Workers could lose part of their tax-free Personal Allowance due to an HMRC earnings rule. The allowance is the amount you can earn, either through work or other forms of income like property income, without paying tax on it.
Currently, it’s set at £12,570, which means you can earn that amount in a single tax year without owing any tax to HMRC.
It’s been frozen in place for five years now and the tax-free Personal Allowance is set to be stuck at that level for another five years after the government announced it would keep the freeze until 2031. But it’s not the only threshold that’s been frozen. In fact, all of the Income Tax bands have also been held in place at the exact same amount too. It means that people start paying 40% tax at £50,270 and 45% tax on earnings over £125,140.

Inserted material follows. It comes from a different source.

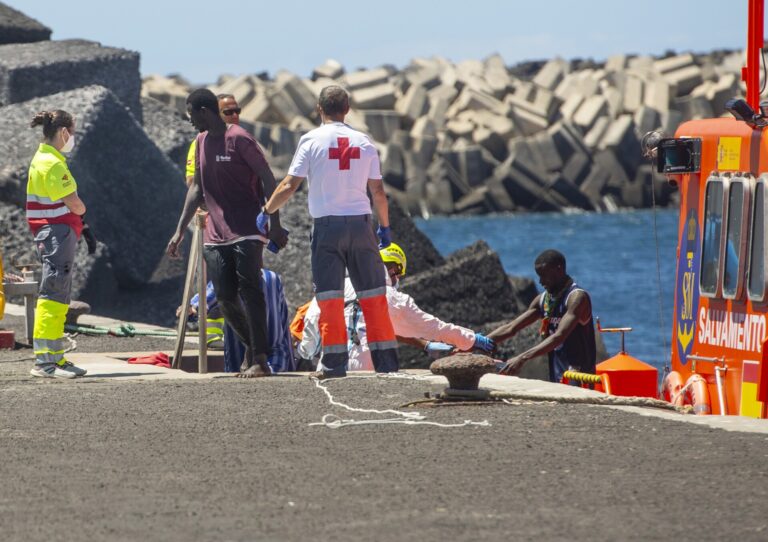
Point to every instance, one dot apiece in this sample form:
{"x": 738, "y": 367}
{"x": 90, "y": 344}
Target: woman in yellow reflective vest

Worse, the tax-free Personal Allowance is also slowly removed from you if you earn over £100,000.
Thanks to ‘fiscal drag’, these thresholds are worth less and less every year as inflation moves wages up, bringing more people up to or in excess of them, meaning more and more people pay more and more tax as wages go up but thresholds stay the same.
Under the current HMRC earnings rules, your tax-free Personal Allowance will be reduced by £1 for every £2 over £100,000 you earn.
For example, if you earn £102,000, you will lose £1,000 of your tax-free Personal Allowance for the year because HMRC will cut it with a tax code change.
That would change your tax to £11,570 tax-free Personal Allowance, down by £1,000 from £12,570.
In its guidance online, HMRC explains: “Your personal allowance goes down by £1 for every £2 that your adjusted net income is above £100,000. This means your allowance is zero if your income is £125,140 or above.
“The standard Personal Allowance is £12,570, which is the amount of income you do not have to pay tax on.”